For those who think a nanoreef is too hard to maintain - i'd like to point out that I don't need a skimmer, calc reactor or any of that high zoot wizardry. Calcium / Alk / pH starts to drop - simple solution 25% water change (2 litres) and everythings back to normal.

Andy


----------



## gpodio (Feb 4, 2004)

Here's my money pit, still has a long way to go...




























Giancarlo


----------



## Phil Edwards (Jan 22, 2004)

Hi, I'm Phil and I'm a nanoreeferholic.

10g









That tank was photographed on its 6 month birthday. Don't let those folks fool ya!

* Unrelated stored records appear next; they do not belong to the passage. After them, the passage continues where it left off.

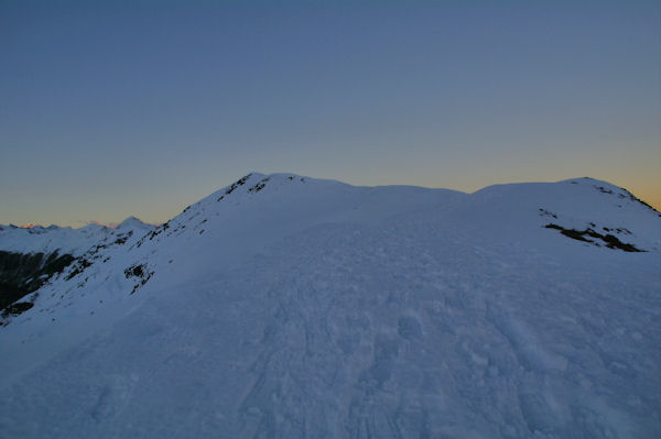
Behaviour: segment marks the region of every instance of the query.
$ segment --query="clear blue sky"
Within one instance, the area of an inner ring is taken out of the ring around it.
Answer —
[[[661,206],[659,1],[1,1],[0,223],[165,221],[251,171]]]

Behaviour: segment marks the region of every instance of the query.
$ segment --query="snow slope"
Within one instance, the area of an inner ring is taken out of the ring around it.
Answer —
[[[661,437],[661,218],[604,182],[250,174],[82,257],[0,327],[0,437]]]
[[[87,224],[79,229],[57,226],[46,228],[42,226],[32,228],[0,226],[0,251],[23,254],[48,254],[57,251],[61,254],[79,256],[93,245],[120,233],[132,231],[144,234],[153,228],[134,217],[127,218],[115,229],[100,224]]]

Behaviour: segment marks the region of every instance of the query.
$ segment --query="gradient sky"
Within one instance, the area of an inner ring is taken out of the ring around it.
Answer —
[[[2,1],[0,223],[162,222],[240,176],[661,207],[659,1]]]

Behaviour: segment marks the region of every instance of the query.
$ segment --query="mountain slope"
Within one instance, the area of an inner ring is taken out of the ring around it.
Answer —
[[[660,226],[592,179],[251,174],[6,321],[0,437],[655,437]]]
[[[0,309],[3,315],[20,314],[28,304],[9,306],[39,289],[93,245],[126,241],[154,227],[130,217],[116,229],[88,224],[79,229],[50,226],[18,228],[0,226]]]

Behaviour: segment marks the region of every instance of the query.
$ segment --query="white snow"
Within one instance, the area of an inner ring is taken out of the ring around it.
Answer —
[[[0,437],[661,437],[660,250],[593,179],[251,174],[26,298]]]
[[[44,254],[58,251],[59,254],[79,256],[93,245],[111,239],[120,232],[134,230],[143,234],[153,228],[154,226],[147,224],[134,217],[127,218],[116,229],[94,223],[78,229],[57,226],[46,228],[0,226],[0,251]]]

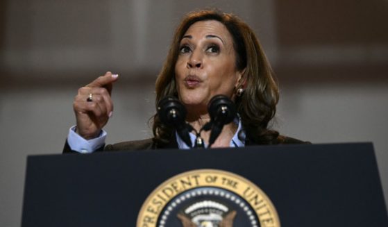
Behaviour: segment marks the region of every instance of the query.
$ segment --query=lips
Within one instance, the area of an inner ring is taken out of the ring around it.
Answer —
[[[185,85],[188,87],[195,87],[202,82],[201,78],[195,75],[189,75],[185,78]]]

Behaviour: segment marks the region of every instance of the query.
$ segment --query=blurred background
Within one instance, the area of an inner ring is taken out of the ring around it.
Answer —
[[[150,137],[154,83],[184,13],[217,7],[256,32],[277,74],[273,128],[372,142],[388,196],[388,1],[0,1],[0,226],[20,226],[26,157],[59,154],[78,87],[119,74],[108,143]]]

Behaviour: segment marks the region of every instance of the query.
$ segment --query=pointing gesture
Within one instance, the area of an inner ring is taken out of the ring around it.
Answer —
[[[117,74],[108,72],[104,76],[81,87],[74,98],[73,108],[76,114],[76,132],[86,140],[99,136],[113,112],[110,95]]]

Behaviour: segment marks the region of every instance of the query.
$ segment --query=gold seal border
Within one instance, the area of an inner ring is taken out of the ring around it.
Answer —
[[[212,169],[192,170],[165,180],[143,203],[136,226],[156,227],[160,212],[171,199],[184,192],[201,187],[222,188],[238,194],[255,212],[261,227],[280,227],[275,206],[260,187],[237,174]]]

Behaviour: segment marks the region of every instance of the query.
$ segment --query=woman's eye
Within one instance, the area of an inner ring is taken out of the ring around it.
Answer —
[[[189,53],[191,51],[190,48],[187,46],[183,46],[179,49],[179,53]]]
[[[210,53],[219,53],[219,47],[216,45],[210,46],[208,48],[206,51]]]

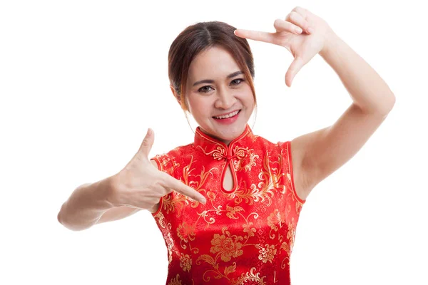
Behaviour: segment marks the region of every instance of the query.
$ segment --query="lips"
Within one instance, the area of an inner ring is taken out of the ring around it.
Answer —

If you can keep a planted tank [almost] algae free for 6 months you can keep a reef with NO problems. It's just a little more expensive, that's all. Oh, and zero N and P is a good thing (?, yeah, I know it gets me too.  )


----------



## MiamiAG (Jan 13, 2004)

Phil,

Nice! =D> 

I see the coralline is growing everywhere. What do you do to maintain calcium and alkalinity levels? Is that a nice table in the top?

I think I also see some zoos, montis and a leather?


----------



## Phil Edwards (Jan 22, 2004)

Art,

Thank you! I use Kalkwasser in my topoff to maintain Alk and Ca, plus a liberal dosing of AragaMilk to encourage the coralline. AM's not good for anything else but that.  

Yep, that's a Montipora capricornis in there along with some other Monti species, Acropora spp., a green Hammer, some Zooanthid spp., and little clump or two of GSP. Pretty soon all that's going into a 20g in my livingroom that cycling right now. There's nothing like an upgrade!


----------



## MiamiAG (Jan 13, 2004)

Great Phil!

My wife is letting me move my 65g SPS-2-B from my laundry room (don't ask! :roll: ) to our bedroom. The one condition is its got to be quiet. I'm working on redoing the plumbing and getting a new calcium reactor. I'll post pics when I'm done.


----------